Operators import via:

  pnpm dlx @grafana/cli dashboard import     tools/dev/dashboards/critique.json

or paste into a provisioned dashboards directory. The file is
checked into the repo as a starting artifact; alert rules and
SLO panels ship after the first 1000 runs inform the right
thresholds. JSON validates with node -e 'JSON.parse(...)' (sanity
checked locally).

* feat(daemon): OpenTelemetry outer span around the critique run

Wraps each runOrchestrator call in a 'critique.run' span via the
existing @opentelemetry/api dep added in the Phase 12 foundations
commit. Attributes set on the span:

- critique.run_id, critique.adapter, critique.skill at start
- critique.final_status, critique.final_composite on terminal
  resolution
- span status flipped to ERROR for failed / timed_out runs so a
  Tempo / Honeycomb / Jaeger filter on traces.status=error
  surfaces the right slice without joining back to Prometheus

No exporter is wired by default; @opentelemetry/api is the API
package and intentionally splits from @opentelemetry/sdk-*, so
the span is zero-overhead until an operator attaches an SDK
through their runtime config.

Inner per-round / parse_chunk / scoreboard_eval / persist_round /
ship.persist spans defined in the Phase 12 plan are a follow-up:
the outer span alone gives the trace a duration + final status +
adapter/skill labels, which is the 80% value for dashboards that
correlate runs across services. Adding child spans inside the
existing 600-line orchestrator without restructuring is a separate
careful change.

Verification:
- pnpm --filter @open-design/daemon typecheck: clean
- 29 / 29 critique + metrics + logging tests still green

* fix(nix): bump pnpmDepsHash for prom-client + @opentelemetry/api lockfile bump

nix-check failed on PR #1485 with hash mismatch in
open-design-daemon-pnpm-deps and open-design-web-pnpm-deps after
the Phase 12 foundations commit (2b8b7445) added prom-client and
@opentelemetry/api to apps/daemon/package.json and refreshed
pnpm-lock.yaml.

CI reported the new sha:
  specified: HFLm+8hv3o5x3Xem4MXNsNclIgiVRc70+EBafL0rVn8=
  got:       7R1sQC38gOT0gsZ2oNOviCZ486cbbGJGJCis6WI8z9s=

Both nix files pin the same workspace lockfile, so both flip in
lockstep. No other Nix surface changes required.
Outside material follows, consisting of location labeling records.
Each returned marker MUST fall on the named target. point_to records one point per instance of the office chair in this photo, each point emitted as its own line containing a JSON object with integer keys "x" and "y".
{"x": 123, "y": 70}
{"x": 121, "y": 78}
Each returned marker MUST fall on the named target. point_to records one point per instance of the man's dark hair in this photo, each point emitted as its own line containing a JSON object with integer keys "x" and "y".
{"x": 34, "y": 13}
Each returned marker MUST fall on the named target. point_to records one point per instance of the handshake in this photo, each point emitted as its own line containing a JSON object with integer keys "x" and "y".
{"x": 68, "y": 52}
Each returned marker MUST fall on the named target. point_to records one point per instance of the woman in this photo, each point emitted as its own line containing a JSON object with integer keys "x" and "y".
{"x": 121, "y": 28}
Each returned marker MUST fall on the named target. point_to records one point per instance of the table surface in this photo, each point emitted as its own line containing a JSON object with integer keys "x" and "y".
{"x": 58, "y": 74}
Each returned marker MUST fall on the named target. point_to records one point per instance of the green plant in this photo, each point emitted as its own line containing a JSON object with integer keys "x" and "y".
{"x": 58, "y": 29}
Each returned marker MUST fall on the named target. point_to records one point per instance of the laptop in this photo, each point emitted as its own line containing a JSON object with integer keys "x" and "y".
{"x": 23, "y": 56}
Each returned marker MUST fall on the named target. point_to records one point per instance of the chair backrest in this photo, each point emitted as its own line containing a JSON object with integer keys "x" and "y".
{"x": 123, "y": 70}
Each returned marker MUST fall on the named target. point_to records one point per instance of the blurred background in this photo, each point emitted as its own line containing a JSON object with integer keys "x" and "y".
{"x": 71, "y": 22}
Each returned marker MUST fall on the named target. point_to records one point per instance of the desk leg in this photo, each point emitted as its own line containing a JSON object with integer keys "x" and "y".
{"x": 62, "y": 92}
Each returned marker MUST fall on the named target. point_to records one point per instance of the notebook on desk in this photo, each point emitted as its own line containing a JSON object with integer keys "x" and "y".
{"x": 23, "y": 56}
* fix(daemon): four Phase 12 review findings (Codex P2 x2 + Siri-Ray P2 + lefarcen P2)

1. Siri-Ray P2 in orchestrator.ts (round metric / log used untrusted
   agent values). The new observability path now records rs.composite
   and rs.mustFix (daemon-authoritative) instead of event.composite
   and event.mustFix when rs exists, and skips the bumps + log
   entirely when rs is missing (a degenerate round_end without any
   matching panelist_open). The dashboard p50 / p90 / p99 now agrees
   with persistence and ship decisions; an adapter reporting <ROUND_END
   composite='10'> while the daemon computed 6 logs 6 and still emits
   the composite_mismatch parser warning the prior block was already
   producing.

2. Codex P2 in server.ts (skill label always 'unknown'). The spawn
   path called runOrchestrator without passing the resolved skill id,
   so every live run bumped open_design_critique_*{skill='unknown'}
   and the per-skill dashboard breakdown was always empty. Threaded
   effectiveSkillId (already computed at the same handler scope as
   the project skill fallback) through skill: . . . so the metric
   reflects the real skill when one is assigned, and the orchestrator
   default of 'unknown' only fires for runs that genuinely have none.

3. Codex P2 in conformance.ts (protocol-version mismatch let through).
   An adapter that emitted <CRITIQUE_RUN version='2'> followed by a
   valid SHIP classified as shipped because the harness only watched
   for terminal events. Added a guard inside the parse loop: if a
   run_started carries protocolVersion !== CRITIQUE_PROTOCOL_VERSION,
   mark the adapter degraded with reason 'protocol_version_mismatch'
   (already in DEGRADED_REASONS) and return early. ConformanceOutcome
   union widened to accept the new reason.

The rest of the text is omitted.